Lindy Chamberlain-Creighton: A Look Back into 32 Years of Pain, Public Ridicule and Forgiveness
Baby Azaria snatched by dingoes in 1980 - Coroner
Lindy Chamberlain-Creighton had been accused of killing her own baby and making up a sick story involving dingoes to cover her crime.
She had been publicly judged and subsequently jailed. Known personalities made jokes about her claims. But on Tuesday, Chamberlain-Creighton was vindicated. One by one, she is accepting apologies being expressed, saying, "I think they have a huge amount of courage to admit that they were wrong."
Here is a look back into the story of Lindy Chamberlain and Baby Azaria, and the vindication on paper that came out 32 years later.
- Azaria Chamberlain was about nine weeks old when she was killed in Uluru (then called Ayers Rock) on August 17, 1980. Azaria was with parents Michael and Lindy, and brothers Aiden and Regan.
- The Chamberlain couple said a dingo or dingoes had snatched their baby from the family's tent.
- In 1980-1981, Coroner Dennis Barrett announced his findings that a dingo had indeed taken Azaria.
- A new inquest was ordered in 1981 under Coroner Gerry Galvin after new evidence surfaced refuting Mr Barrett's findings. Blood from Azaria had been found in the Chamberlains' car.
- The Chamberlains went on trial in September 1982: Lindy for murder and Michael for being an accessory to the crime. Two months later, a Supreme Court jury in Darwin found the Chamberlains guilty. Mrs Chamberlain was sentenced to life imprisonment. Mr Chamberlain received a bond.

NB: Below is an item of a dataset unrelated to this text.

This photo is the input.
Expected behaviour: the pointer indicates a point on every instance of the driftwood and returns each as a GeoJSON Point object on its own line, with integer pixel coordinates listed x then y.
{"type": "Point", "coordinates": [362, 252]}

- Azaria's matinee jacket and other new evidence surfaced at the base of Uluru in 1986. The Northern Territory government released Lindy and ordered a royal commission.
- The Chamberlain couple was exonerated and compensated. They asked for a coroner's finding that a dingo had taken Azaria, so a third inquest led by John Lounds followed. The findings this time left an open verdict.
- Michael and Lindy had divorced and remarried, so Lindy has been known as Lindy Chamberlain-Creighton.
- Northern Territory Deputy Coroner Elizabeth Morris on June 12 delivered her findings in the Darwin Magistrates Court. Ms Morris led the fourth and final inquest into the death of Baby Azaria.
- Ms Morris said: "I am satisfied the evidence is sufficiently cogent and excludes all other reasonable possibilities defined [as to] what occurred... That was that after Mrs [Lindy] Chamberlain placed Azaria in the tent, a dingo or dingoes entered the tent, attacked Azaria and dragged or carried her from the area."
- Ms Morris also considered the reported deaths of children since 1986 - in Queensland, NSW, and Victoria - as a result of attacks by dingoes or dingo-cross dogs.
- After getting a copy of her baby's official death certificate, Lindy told reporters: "No longer will Australia be able to say that dingoes are not dangerous and will only attack if provoked ... We live in a beautiful country but it is dangerous."
- Mr Chamberlain said: "It has taken too long [but] I'm here to tell you, you can get justice even when you think all is lost."
- Baby Azaria's death certificate noted: "The cause of her death was as the result of being attacked and taken by a dingo."